Chi e cosa colpisce l’emergenza democratica?


Dopo la proroga al divieto di manifestare in centro, comunicato sui nuovi restringimenti alla libertà di comunicazione e di movimento.

03 novembre 2009 - 15:56

La recente proroga del decreto emanato nel febbraio scorso da parte della Prefettura bolognese (scaduto nella sua prima formulazione il 30 settembre scorso) è un ulteriore segnale di una fase in cui anche gli spazi di agibilità democratica vengono colpiti e ristretti. Tutto questo è in relazione anche con il recente Pacchetto Sicurezza introdotto dal governo Berlusconi e all´inasprimento delle pene contro chi scrive sui muri e contro l´affissione di manifesti e volantini.

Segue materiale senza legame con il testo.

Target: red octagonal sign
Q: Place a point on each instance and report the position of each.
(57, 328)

Il restringimento degli spazi di democrazia colpisce non solo direttamente i lavoratori, con il restringimento del diritto di sciopero, ma è trasversale all´intera società italiana. Il divieto di manifestare e l´inasprimento delle pene rispetto alla libera comunicazione, è un atto di guerra preventiva verso il probabile inasprimento delle proteste sociali provocate dalla crisi che attraversa il paese.

I centri di potere economico e politico, trasversali al centro destra e centro sinistra, cercano di impedire che vi possa essere qualcosa al di fuori di un bipolarismo bloccato.

Questo si rispecchia anche nel tentativo di modificazione degli assetti istituzionali, amministrativi, attraverso il federalismo “centralista” e il neo-presidenzialismo. La creazione di super-regioni, del presidenzialismo nazionale e di forme di rappresentanza plebiscitarie all´americana, sono il contorno su cui si innesta il restringimento degli spazi di democrazia partecipativa e rappresentativa in Italia e un non troppo celato tentativo di criminalizzare la “povertà”.

Sul piano locale vediamo come la giunta cittadina e provinciale di centro sinistra ha contribuito nel fomentare il restringimento degli spazi di democrazia. La proroga è stata infatti avvallata dal Comitato provinciale per l´ordine pubblico, in cui siedono assieme al Prefetto Angelo Tranfaglia il Sindaco Flavio Delbono e la Presidente della Provincia Beatrice Draghetti.

E´ doppiamente ipocrita la campagna del centro sinistra a livello nazionale e locale per la libertà di informazione, contro lo strapotere del centro destra, se poi, in modo bipartisan, si colpiscono le forme di comunicazione di base, le sole precluse alle forze che difendono e sono espressione delle fasce popolari in questo paese. 

Non neghiamo che il problema del controllo dei media da parte del centro destra in questo paese sia drammaticamente reale, tuttavia constatiamo che vi è lo stesso zelo da parte del centro sinistra nella criminalizzazione di ogni forma di dissenso indipendente dal bipolarismo.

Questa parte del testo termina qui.